The research, conducted as part of the National Institute of Aging Interventions Testing Program, took place at three separate test sites and involved nearly 2,000 genetically similar mice. Trials began when mice were about 600 days old well into middle age, at a stage roughly equivalent to 60-year-old humans.
Because of their late start (researchers had intended to study mice from early ages but were stymied by technical difficulties), scientists weren't sure they could expect clear results. However, even administered late in life, rapamycin delayed the deaths of the longest-lived male mice by 101 days and by 151 days in the longest-lived females the equivalent of about 13 years on average in humans compared with mice with no treatment. In terms of life expectancy when treatment began (or average remaining lifespan when the mice were 600 days old), that translates to an increase of 38% in female mice and 28% in males.
Although the results are untested in humans, they do suggest that aging could be slowed by drugs. Exactly how rapamycin works is "still an open question," says Randy Strong, a pharmacology professor at the University of Texas Health Science Center at San Antonio and one of three lead authors of the study. But he and his colleagues were prompted to test the aging effects of rapamycin, which was discovered in Easter Island soil samples about 40 years ago, after noting that the compound appeared to affect cell growth in lab animals in much the same way as calorie-restricted diets, which also appear to extend life.
Scientists think rapamycin's cellular target called mTOR for "mammalian target of rapamycin" helps regulate the body's response to nutrients and may also, according to Strong, "gear up responses to stress," such as the oxidative stress that damages proteins and DNA and contributes to disease development. "What we're doing with rapamycin," Strong says, "is we're actually tricking the cells into thinking that they're depleted of nutrients. Rather than the animals losing weight we haven't noticed any weight loss they may be just using their proteins more efficiently, and then repairing proteins more efficiently."
It's this cellular efficiency, perhaps, that delays aging and helps preserve animals' good health. The findings suggest that rapamycin does not affect or prevent any one disease specifically the mice in the study died of various causes, with no real difference between mice that received rapamycin and those that didn't but rather that it slows aging overall.

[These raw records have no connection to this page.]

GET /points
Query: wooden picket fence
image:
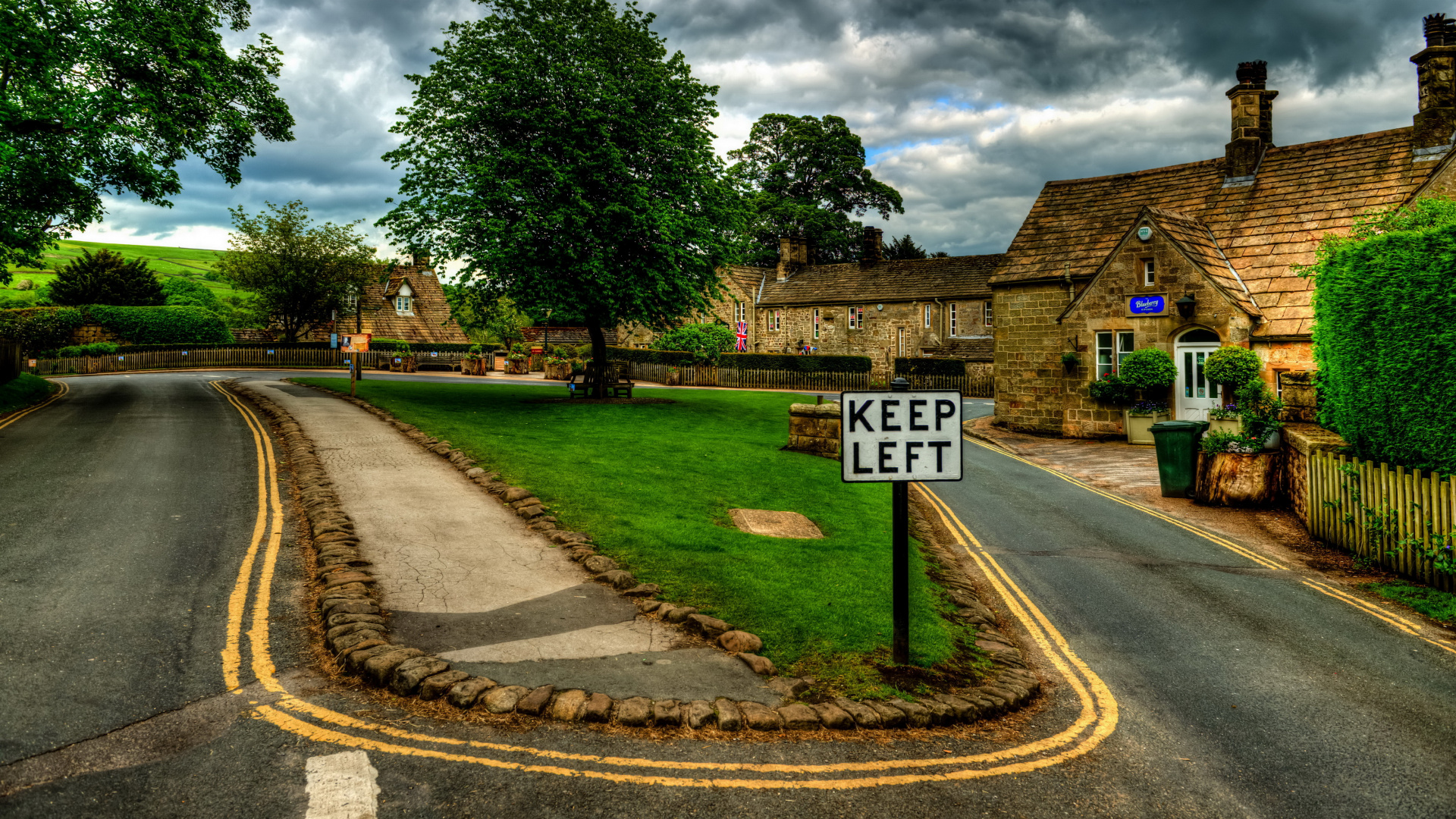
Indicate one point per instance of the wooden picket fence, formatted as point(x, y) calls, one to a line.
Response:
point(223, 357)
point(1389, 515)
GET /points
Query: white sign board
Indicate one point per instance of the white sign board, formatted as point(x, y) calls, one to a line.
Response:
point(900, 436)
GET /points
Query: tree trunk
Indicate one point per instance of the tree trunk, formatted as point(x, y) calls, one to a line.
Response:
point(599, 357)
point(1231, 479)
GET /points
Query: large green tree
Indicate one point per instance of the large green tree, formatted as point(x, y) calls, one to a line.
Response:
point(565, 155)
point(108, 95)
point(807, 177)
point(107, 279)
point(300, 273)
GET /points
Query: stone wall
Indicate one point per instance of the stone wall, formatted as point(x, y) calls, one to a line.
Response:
point(814, 428)
point(1299, 442)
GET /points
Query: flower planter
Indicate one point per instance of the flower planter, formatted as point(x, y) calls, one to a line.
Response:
point(1231, 479)
point(1139, 428)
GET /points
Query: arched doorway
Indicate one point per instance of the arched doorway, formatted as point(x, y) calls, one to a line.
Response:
point(1196, 394)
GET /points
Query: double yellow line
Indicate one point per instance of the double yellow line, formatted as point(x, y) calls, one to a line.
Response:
point(293, 714)
point(55, 397)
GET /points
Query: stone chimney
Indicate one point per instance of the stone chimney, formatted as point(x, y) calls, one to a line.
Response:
point(1253, 110)
point(871, 249)
point(1436, 79)
point(794, 256)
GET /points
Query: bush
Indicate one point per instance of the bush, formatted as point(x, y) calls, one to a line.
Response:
point(1112, 390)
point(705, 341)
point(929, 368)
point(162, 325)
point(1147, 369)
point(1232, 365)
point(1383, 314)
point(107, 279)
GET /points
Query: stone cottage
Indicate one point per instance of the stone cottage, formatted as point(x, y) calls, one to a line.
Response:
point(1191, 257)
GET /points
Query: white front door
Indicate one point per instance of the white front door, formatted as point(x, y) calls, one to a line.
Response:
point(1196, 395)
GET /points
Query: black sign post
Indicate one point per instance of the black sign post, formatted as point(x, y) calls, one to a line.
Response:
point(897, 438)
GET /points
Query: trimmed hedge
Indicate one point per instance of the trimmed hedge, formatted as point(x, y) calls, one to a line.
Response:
point(162, 325)
point(929, 368)
point(1385, 346)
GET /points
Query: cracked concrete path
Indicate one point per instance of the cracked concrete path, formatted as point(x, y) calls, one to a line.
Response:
point(463, 577)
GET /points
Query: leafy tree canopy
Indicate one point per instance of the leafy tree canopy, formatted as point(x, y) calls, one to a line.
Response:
point(807, 177)
point(107, 279)
point(109, 95)
point(299, 271)
point(565, 155)
point(905, 248)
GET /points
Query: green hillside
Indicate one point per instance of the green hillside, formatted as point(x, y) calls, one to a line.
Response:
point(190, 262)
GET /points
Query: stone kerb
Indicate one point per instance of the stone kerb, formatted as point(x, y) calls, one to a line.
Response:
point(357, 630)
point(814, 428)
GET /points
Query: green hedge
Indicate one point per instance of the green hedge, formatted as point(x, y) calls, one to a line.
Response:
point(929, 368)
point(162, 325)
point(1385, 346)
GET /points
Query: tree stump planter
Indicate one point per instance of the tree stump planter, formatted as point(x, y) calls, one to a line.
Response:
point(1231, 479)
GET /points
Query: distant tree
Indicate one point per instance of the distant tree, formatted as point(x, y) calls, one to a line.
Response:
point(297, 271)
point(107, 279)
point(807, 175)
point(560, 149)
point(109, 95)
point(905, 248)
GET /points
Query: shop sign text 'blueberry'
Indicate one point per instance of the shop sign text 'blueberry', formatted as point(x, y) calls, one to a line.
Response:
point(900, 436)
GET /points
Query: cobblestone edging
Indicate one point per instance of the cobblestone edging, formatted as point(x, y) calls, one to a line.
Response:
point(357, 630)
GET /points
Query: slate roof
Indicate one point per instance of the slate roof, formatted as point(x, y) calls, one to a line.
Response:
point(903, 280)
point(1301, 193)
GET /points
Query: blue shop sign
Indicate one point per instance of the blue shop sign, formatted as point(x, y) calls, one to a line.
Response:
point(1147, 305)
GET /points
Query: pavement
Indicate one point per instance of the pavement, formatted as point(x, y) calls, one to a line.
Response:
point(1187, 673)
point(471, 583)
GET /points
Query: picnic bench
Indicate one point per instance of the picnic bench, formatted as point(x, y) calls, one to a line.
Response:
point(613, 385)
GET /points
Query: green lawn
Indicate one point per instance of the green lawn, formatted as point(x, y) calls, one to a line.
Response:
point(653, 483)
point(165, 261)
point(1430, 602)
point(22, 392)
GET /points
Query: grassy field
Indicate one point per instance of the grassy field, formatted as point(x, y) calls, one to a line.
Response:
point(1430, 602)
point(165, 261)
point(653, 483)
point(22, 392)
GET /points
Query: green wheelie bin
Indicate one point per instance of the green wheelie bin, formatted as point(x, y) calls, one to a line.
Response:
point(1177, 444)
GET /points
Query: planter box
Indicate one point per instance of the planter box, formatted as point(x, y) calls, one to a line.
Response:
point(1225, 426)
point(1231, 479)
point(1139, 428)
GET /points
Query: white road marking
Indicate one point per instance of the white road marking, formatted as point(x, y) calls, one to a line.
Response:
point(341, 786)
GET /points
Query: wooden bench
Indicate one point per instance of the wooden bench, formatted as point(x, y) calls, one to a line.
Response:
point(613, 387)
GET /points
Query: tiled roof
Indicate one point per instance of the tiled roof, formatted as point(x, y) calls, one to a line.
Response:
point(903, 280)
point(1301, 194)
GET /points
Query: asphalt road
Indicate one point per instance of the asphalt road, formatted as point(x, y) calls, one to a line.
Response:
point(127, 512)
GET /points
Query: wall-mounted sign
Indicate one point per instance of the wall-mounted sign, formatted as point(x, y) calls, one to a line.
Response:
point(1153, 305)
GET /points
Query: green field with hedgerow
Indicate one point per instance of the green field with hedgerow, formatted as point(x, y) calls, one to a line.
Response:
point(653, 484)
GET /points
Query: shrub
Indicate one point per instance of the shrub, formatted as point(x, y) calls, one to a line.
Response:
point(1383, 314)
point(1112, 390)
point(929, 368)
point(1232, 365)
point(107, 279)
point(705, 341)
point(162, 325)
point(1147, 369)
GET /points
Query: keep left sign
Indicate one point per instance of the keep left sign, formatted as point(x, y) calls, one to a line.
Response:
point(900, 436)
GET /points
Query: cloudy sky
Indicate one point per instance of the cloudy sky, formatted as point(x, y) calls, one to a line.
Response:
point(965, 107)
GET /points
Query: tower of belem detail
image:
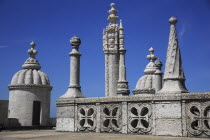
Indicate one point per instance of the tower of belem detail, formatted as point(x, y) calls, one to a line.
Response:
point(113, 47)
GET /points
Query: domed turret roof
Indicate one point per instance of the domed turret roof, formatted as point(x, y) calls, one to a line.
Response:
point(146, 84)
point(30, 77)
point(30, 74)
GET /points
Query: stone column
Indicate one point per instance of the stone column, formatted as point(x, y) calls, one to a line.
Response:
point(74, 89)
point(111, 50)
point(158, 76)
point(174, 79)
point(122, 85)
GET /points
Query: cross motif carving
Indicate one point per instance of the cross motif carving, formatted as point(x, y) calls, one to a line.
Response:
point(111, 118)
point(198, 118)
point(139, 118)
point(86, 118)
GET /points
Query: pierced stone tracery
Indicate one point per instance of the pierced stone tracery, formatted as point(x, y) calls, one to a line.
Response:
point(198, 118)
point(139, 118)
point(111, 117)
point(86, 118)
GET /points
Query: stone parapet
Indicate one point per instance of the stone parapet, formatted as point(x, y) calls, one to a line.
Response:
point(186, 114)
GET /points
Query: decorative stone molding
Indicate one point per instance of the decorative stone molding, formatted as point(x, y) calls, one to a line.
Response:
point(111, 117)
point(139, 118)
point(12, 87)
point(198, 118)
point(86, 118)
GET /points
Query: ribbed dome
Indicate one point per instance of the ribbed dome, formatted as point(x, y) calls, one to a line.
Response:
point(30, 77)
point(31, 74)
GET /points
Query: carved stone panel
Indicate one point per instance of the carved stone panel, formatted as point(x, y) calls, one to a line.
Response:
point(86, 118)
point(139, 118)
point(198, 118)
point(111, 117)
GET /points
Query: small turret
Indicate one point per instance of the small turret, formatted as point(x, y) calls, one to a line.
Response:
point(152, 81)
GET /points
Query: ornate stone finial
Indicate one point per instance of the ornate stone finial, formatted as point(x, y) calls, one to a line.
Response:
point(121, 26)
point(173, 20)
point(151, 68)
point(32, 52)
point(151, 57)
point(112, 17)
point(174, 74)
point(158, 63)
point(31, 62)
point(74, 89)
point(75, 41)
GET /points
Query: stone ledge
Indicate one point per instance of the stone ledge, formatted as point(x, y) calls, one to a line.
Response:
point(142, 97)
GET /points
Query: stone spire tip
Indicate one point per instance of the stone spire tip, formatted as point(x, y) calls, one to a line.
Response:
point(75, 41)
point(121, 26)
point(173, 20)
point(32, 44)
point(112, 5)
point(112, 17)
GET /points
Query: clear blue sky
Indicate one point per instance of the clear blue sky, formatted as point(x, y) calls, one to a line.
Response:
point(51, 23)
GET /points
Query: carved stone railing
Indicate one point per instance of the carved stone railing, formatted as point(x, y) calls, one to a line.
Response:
point(185, 114)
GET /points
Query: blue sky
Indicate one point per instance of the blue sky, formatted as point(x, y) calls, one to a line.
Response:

Rapamycin's life-extending effect has been demonstrated by other researchers in past studies of worms, fruit flies and yeast; the drug appears to interfere with a similar cellular process in those species too. "I think this is a big leap from those invertebrate species to mammals," says Strong, who is also a senior research scientist for the Department of Veteran Affairs. "This gives us a good idea that perhaps it would work in humans too."
Earlier human trials have shown, however, that rapamycin can have serious side effects. Because it is an immunosuppressant, it can make users susceptible to opportunistic infections. It has also been linked to hyperlipidemia, or high levels of triglycerides in the blood, which can lead to heart disease. It's unclear whether these problems would counteract any longevity benefit that rapamycin might provide in humans. Says Strong, "I think more immediately, people are starting to look at [rapamycin] for age-related diseases like Alzheimer's disease, Parkinson's disease or kidney disease." The drug has also recently entered clinical trials as a human cancer treatment, while another study published last year showed that it may reverse mental retardation caused by the genetic disease tuberous sclerosis in mice.

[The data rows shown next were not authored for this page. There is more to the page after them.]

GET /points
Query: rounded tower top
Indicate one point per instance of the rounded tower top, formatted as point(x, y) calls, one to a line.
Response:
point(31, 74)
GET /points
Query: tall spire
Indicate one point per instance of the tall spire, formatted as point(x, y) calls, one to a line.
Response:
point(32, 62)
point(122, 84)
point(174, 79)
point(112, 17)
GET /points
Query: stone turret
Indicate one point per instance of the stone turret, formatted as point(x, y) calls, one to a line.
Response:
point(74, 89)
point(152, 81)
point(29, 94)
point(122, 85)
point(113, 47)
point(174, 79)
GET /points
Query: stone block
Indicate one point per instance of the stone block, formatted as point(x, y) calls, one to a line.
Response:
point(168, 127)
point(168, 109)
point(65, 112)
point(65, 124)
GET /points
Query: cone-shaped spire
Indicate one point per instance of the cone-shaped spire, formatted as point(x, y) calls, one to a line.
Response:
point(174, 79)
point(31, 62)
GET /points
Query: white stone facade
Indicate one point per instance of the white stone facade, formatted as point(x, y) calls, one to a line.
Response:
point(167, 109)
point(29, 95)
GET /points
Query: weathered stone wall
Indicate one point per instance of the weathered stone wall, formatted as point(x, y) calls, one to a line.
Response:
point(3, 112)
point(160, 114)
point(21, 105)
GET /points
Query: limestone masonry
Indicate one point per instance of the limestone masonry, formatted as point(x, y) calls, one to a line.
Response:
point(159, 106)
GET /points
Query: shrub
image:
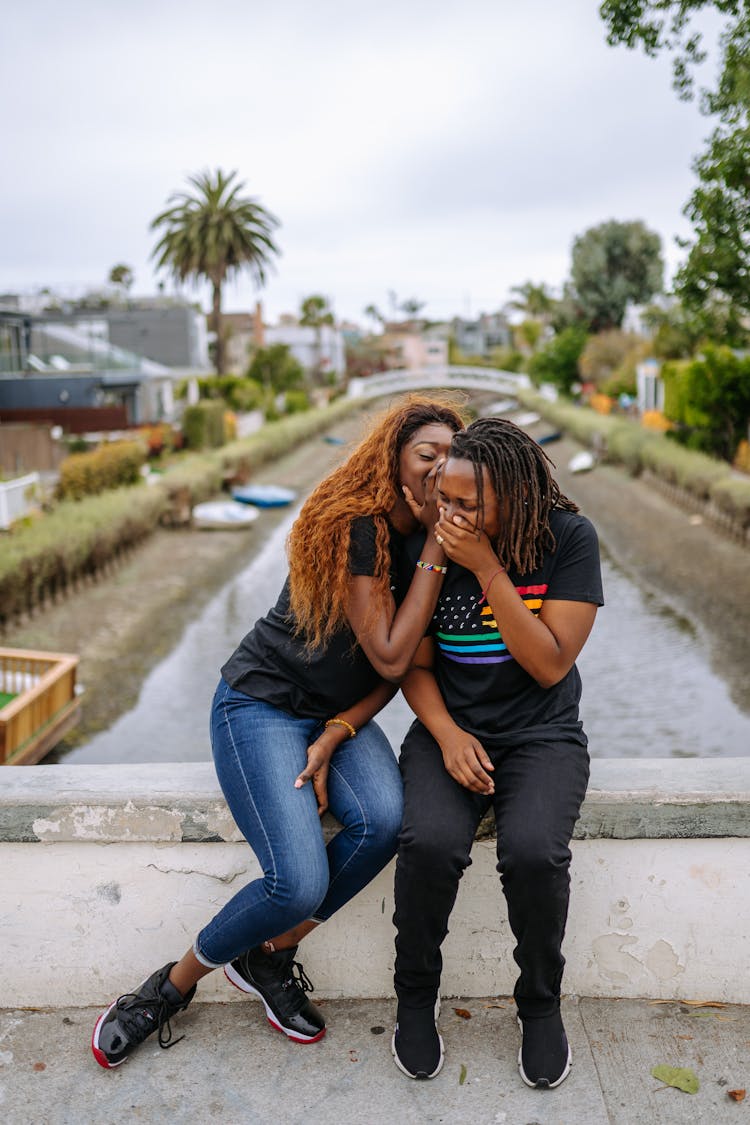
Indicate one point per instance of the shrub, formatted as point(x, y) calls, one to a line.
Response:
point(110, 466)
point(296, 402)
point(72, 541)
point(732, 495)
point(202, 425)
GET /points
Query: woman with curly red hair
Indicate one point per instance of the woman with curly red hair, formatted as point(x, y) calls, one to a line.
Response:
point(296, 703)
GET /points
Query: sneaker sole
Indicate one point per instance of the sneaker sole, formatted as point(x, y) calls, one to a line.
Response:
point(240, 982)
point(98, 1053)
point(419, 1077)
point(543, 1083)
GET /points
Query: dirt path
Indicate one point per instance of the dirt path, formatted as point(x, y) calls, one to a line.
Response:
point(129, 620)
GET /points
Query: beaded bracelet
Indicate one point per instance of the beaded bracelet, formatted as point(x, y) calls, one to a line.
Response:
point(432, 566)
point(342, 722)
point(486, 590)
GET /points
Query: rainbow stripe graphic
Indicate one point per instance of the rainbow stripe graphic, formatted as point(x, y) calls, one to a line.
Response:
point(468, 632)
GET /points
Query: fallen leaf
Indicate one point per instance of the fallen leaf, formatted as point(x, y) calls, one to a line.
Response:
point(704, 1004)
point(680, 1078)
point(712, 1015)
point(694, 1004)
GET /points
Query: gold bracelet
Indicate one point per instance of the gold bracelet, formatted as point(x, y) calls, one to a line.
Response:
point(342, 722)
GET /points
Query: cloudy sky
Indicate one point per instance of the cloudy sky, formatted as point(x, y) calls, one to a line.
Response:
point(444, 150)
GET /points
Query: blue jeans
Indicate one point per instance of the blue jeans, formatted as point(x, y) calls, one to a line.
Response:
point(259, 752)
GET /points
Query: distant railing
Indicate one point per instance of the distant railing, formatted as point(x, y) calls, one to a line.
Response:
point(472, 378)
point(15, 497)
point(41, 704)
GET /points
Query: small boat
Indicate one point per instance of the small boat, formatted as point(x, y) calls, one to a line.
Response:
point(263, 495)
point(583, 461)
point(223, 514)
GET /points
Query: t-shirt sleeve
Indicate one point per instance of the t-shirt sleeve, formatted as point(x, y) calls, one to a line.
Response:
point(577, 573)
point(362, 546)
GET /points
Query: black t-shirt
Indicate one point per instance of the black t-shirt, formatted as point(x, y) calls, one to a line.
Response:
point(485, 690)
point(271, 663)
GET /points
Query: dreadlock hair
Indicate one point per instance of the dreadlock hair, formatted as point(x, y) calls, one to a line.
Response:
point(518, 471)
point(366, 484)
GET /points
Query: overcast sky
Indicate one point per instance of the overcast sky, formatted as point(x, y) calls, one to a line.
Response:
point(445, 151)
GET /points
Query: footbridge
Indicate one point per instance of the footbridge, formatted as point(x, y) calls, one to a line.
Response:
point(471, 378)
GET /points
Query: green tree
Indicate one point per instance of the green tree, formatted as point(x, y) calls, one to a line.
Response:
point(557, 361)
point(613, 264)
point(534, 299)
point(122, 277)
point(316, 312)
point(276, 369)
point(714, 280)
point(210, 235)
point(712, 403)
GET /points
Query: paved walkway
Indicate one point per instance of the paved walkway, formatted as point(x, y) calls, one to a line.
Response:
point(232, 1069)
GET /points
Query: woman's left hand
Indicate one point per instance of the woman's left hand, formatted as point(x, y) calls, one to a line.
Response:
point(318, 761)
point(463, 543)
point(425, 513)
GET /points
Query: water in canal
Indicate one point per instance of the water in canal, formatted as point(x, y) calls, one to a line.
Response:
point(648, 687)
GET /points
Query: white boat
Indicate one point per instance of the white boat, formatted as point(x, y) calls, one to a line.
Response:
point(583, 461)
point(222, 514)
point(263, 495)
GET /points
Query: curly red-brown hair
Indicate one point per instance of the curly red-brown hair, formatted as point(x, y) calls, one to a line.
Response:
point(366, 484)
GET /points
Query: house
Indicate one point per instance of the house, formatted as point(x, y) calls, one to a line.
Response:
point(169, 332)
point(413, 347)
point(482, 335)
point(319, 350)
point(55, 374)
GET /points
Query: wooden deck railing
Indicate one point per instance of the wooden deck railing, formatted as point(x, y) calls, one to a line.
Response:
point(44, 705)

As agents for extending life, other drugs may be further along in the pipeline resveratrol, for one, which has also prolonged life in lab mice. But the new finding by Strong and his colleagues "more clearly identifies the [target of rapamycin] pathway as important across species." It may guide researchers to target different proteins in the same pathway. "If those proteins react the same way to extend lifespan, then we might be able to get rid of unwanted side effects," says Strong.